Pentoxifylline is a synthetic xanthine derivative used in the treatment of peripheral blood supply disorders of lower extremities, and in the thrombotic and occlusive blood vessel diseases, as well as in the diabetic neuropathy and retinopathy. It is also used in the hearing and balance disorders caused by ischemia and in circulatory disorders within the eyeball. Pentoxifylline improves the rheological properties of blood by increasing the concentration of prostaglandin I2 (PGI2, prostacyclin), inhibiting phosphodiesterase, and increasing the concentrations of adenosine triphosphate (ATP), cyclic adenosine monophosphate (cAMP), and cyclic guanosine monophosphate (cGMP) in erythrocytes. The reduction in blood viscosity is due to increased elasticity of erythrocytes.

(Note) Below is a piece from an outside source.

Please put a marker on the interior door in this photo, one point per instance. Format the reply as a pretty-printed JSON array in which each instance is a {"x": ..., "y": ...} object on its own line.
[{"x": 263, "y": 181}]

The biological half-life of pentoxifylline is approximately 0.4–1.0 h and the volume of distribution is 3.3–5.0 L/kg [1]. The drug is administered to adults at a dose of approximately 800–1200 mg/day for around 8 weeks. Orally administered pentoxifylline is absorbed completely, reaching the peak serum concentration after about 2–3 h.

Most of pentoxifylline is eliminated with urine as metabolites, a few of which are active and only about 4% is excreted with the feces. Pentoxifylline does not bind to blood proteins. In people with renal insufficiency, or the elderly, there is a possibility of accumulation of pentoxifylline metabolites in the body.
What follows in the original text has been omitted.